Re^3: Creating Metadata from Text File

One other thing: you may want to apply the stop-word list to the query terms that someone submits when doing a search. You know these words are not in the index, so why waste time querying for them? (It might even serve as a form of instruction for the user: "based on what you entered, here are the words being used in the search: ...")

Also, after you load the index table and you know how many docs are indexed (let's say it's 5000), you might want to try a query like:

SELECT count(doc_id),doc_word from doc_word_index group by doc_word
  order by count(doc_id) desc limit 20
[download]

If there are words that occur in all 5000 docs, you might as well add those to your stop list. (If the output of that particular query shows all 20 words with "5000", set the limit higher, to see how many words there are that occur in all documents.)

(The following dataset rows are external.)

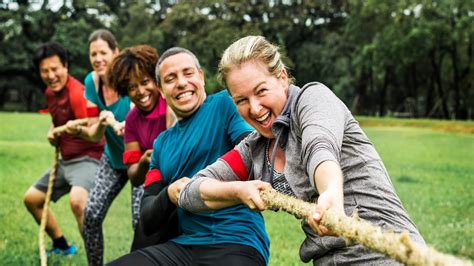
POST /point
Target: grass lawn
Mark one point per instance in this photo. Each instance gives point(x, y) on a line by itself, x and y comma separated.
point(432, 171)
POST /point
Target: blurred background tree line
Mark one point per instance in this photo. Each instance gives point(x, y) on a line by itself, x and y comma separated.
point(410, 58)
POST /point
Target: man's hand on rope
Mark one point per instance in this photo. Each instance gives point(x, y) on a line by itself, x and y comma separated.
point(73, 128)
point(248, 193)
point(175, 188)
point(107, 118)
point(52, 138)
point(327, 200)
point(146, 157)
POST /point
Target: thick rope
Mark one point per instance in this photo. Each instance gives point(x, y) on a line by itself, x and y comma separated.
point(77, 122)
point(355, 230)
point(44, 215)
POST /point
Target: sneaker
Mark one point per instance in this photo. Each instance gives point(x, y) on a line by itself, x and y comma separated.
point(70, 251)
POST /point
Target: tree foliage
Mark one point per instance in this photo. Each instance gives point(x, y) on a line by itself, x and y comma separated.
point(403, 58)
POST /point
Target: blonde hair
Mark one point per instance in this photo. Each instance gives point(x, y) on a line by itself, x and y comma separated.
point(247, 49)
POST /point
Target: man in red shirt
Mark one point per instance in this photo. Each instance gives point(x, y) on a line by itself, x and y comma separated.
point(79, 158)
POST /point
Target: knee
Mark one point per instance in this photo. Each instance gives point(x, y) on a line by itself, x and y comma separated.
point(77, 206)
point(92, 217)
point(32, 199)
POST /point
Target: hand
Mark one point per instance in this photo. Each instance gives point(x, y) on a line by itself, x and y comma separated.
point(119, 128)
point(104, 116)
point(73, 128)
point(146, 157)
point(327, 200)
point(175, 188)
point(52, 138)
point(248, 193)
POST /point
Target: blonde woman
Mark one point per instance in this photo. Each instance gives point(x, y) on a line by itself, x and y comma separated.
point(308, 145)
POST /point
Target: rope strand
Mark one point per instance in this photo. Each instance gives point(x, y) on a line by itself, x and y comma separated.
point(355, 230)
point(44, 215)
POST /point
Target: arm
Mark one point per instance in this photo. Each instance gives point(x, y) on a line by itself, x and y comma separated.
point(170, 117)
point(329, 182)
point(136, 171)
point(217, 194)
point(321, 116)
point(208, 191)
point(52, 138)
point(156, 207)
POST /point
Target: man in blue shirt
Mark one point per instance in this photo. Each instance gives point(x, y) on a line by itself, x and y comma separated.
point(207, 128)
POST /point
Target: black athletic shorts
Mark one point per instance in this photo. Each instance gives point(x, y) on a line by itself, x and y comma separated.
point(171, 253)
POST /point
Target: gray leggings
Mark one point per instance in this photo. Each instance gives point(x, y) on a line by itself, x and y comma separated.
point(108, 183)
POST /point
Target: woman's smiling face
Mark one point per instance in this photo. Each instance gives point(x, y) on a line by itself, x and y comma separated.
point(259, 96)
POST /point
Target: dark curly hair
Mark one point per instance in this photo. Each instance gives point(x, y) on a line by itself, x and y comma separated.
point(131, 63)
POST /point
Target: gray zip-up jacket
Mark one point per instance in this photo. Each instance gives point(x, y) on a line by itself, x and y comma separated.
point(315, 126)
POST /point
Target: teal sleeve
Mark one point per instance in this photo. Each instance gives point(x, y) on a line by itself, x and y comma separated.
point(90, 91)
point(236, 125)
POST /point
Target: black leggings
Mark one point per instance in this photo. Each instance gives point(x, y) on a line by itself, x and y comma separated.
point(171, 253)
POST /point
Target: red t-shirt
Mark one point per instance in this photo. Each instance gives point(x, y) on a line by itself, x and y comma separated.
point(70, 104)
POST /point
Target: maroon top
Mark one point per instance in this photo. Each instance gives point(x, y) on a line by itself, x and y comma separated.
point(145, 127)
point(70, 104)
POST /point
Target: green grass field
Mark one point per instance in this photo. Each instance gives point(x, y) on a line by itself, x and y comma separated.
point(432, 170)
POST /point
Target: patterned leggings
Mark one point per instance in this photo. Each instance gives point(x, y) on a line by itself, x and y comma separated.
point(108, 183)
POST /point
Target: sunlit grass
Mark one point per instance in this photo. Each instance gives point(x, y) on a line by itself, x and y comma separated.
point(432, 171)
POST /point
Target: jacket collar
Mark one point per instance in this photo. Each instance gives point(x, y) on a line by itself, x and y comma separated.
point(282, 122)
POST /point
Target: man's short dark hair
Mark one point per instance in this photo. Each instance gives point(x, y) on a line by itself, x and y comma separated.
point(48, 50)
point(170, 52)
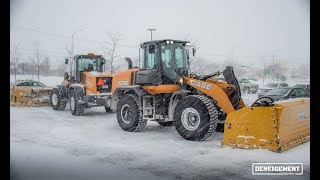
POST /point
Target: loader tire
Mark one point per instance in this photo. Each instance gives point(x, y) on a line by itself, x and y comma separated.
point(129, 114)
point(168, 123)
point(76, 106)
point(195, 117)
point(56, 100)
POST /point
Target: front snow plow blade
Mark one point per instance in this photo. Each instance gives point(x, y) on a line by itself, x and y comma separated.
point(30, 97)
point(279, 127)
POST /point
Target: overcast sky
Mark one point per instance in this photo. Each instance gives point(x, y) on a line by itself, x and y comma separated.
point(246, 29)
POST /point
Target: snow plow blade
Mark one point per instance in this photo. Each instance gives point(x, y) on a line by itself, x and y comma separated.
point(30, 97)
point(279, 127)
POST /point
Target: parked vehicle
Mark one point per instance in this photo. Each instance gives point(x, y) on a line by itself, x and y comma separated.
point(268, 87)
point(286, 93)
point(29, 93)
point(248, 87)
point(303, 86)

In fact, if you start out by indexing all words, you can build your own stop list this way, and it might be more effective than just assuming that someone else's list of "most frequent words" is appropriate for your particular set of docs. You might also decide that the threshold for inclusion in the stop list is something like "occurs in 90% of docs", as opposed to "occurs in all docs". (The "document frequency" of words -- how many docs contain a given word -- can be a useful metric for assigning weights to search terms when you get into ranking the "hits" according to "relevance".)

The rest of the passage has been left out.